Americans who oppose more federal spending are often asked, “Well, okay then, what is your plan?” But it is not incumbent upon fiscal conservatives to accept the premises of fiscal profligates — as if, once a president has proposed spending a trillion dollars, the only question is whether the measure will actually be a trillion or a little less …”
79% of Americans are fiscal profligates who have no problem in taxing rich people and corporations to invest in roads, bridges, ports, airports, etc.
66% of Republican voters are fiscal profligates who say go ahead and tax rich people and corporations to fix roads, bridges, ports, airports, etc. Investing in real infrastructure is fine.
The populist and nationalist objection to Joe Biden’s infrastructure plan isn’t investing in real infrastructure which we wanted to do when Trump was president and Mitch McConnell stonewalled him. It is calling all of this other stuff “infrastructure” even when it is a climate change bill masquerading as an infrastructure bill and paying for it with deficit spending instead of taxing Wall Street and billionaires.
The issue does not lie with taxing as there has been no people in history carrying a more disproportionate taxation burden than middle class white people while getting nothing back in return. Income tax, sales tax, property tax, school tax and what do we get in return. Ineffectual police. A military which is everywhere but near America. Crappy schools. Police which wont protect us. A lot of social programs and after school bball none of which effect us.

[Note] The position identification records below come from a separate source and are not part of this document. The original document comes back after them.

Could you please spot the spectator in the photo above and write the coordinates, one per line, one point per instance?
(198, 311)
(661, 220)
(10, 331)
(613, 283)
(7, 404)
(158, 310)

Until this country changes real power dont expect infrastructure or jobs. What did you do in Tennessee HW? Memphis is actually a cool town despite being a ghetto. I hated Nashville it is nothing like it was when O was a kid and we went down to the Oprey, now it is hipster craft beers and rainbow flags.
America is making the transition to third world. Soon they won’t have the competance to project power overseas, and without the US empire propping up the global US dollar ponzi scheme, America will change from going down hill fast, to falling off a cliff. In the future, you will look back to how things are today, and think of it as the good old days compared to what is coming.
“America is making the transition to third world.”
Has been, for more than 50 years, by design.
The Brooklyn and Manhattan bridges are still standing after 100 years with trains and traffic that is was not meant to support. Why is it still standing? Take one guess.
Manhattan Bridge center collapsed in the 80s. A few cars went plummeting into the East River
“The Brooklyn and Manhattan bridges are still standing after 100 years ”
All were designed by Germans.
This Memphis bridge could wind up being another Silver Bridge, the one on the Ohio River that went down.
Who is going to do the actual dirty, back-breaking and dangerous labor to fix all the crumbling physical infrastructure?
Memphis has been transitioning into a bantustan for the last 30 years.
The trillions we spend on public assistance, and I’m not talking about SS, could be spend on rebuilding roads, bridges, and other systems.
It is not a load bearing beam. The cables carry the load. That beam had to do with minimizing sway.
Now they looked at the 2019 drone inspection, and there it was. The crack was there in 2019. They just painted over it.
Memphis area is a major niggertown. They just painted over it. Hard to tell when, but the joggers just painted over it.
So they closed the Hernando too, which proves beyond any doubt this is DNC enemy action. Shut down I-40, and keep it shut till the Republicans approve the so called infrastructure bill ( which has very little money for roads).
This is a terrorist junta. They are shutting down the highway system.
BTW, the maintenance was delayed because Arkansas and Tennessee had been squabbling for years over who would pay for it.
America is circling the drain. We need a new country
Of course things are falling apart, and “infrastructure” spending will be diverted to liberal social causes. America quite simply has a majority of bad people and we are ruled by the villains they vote in.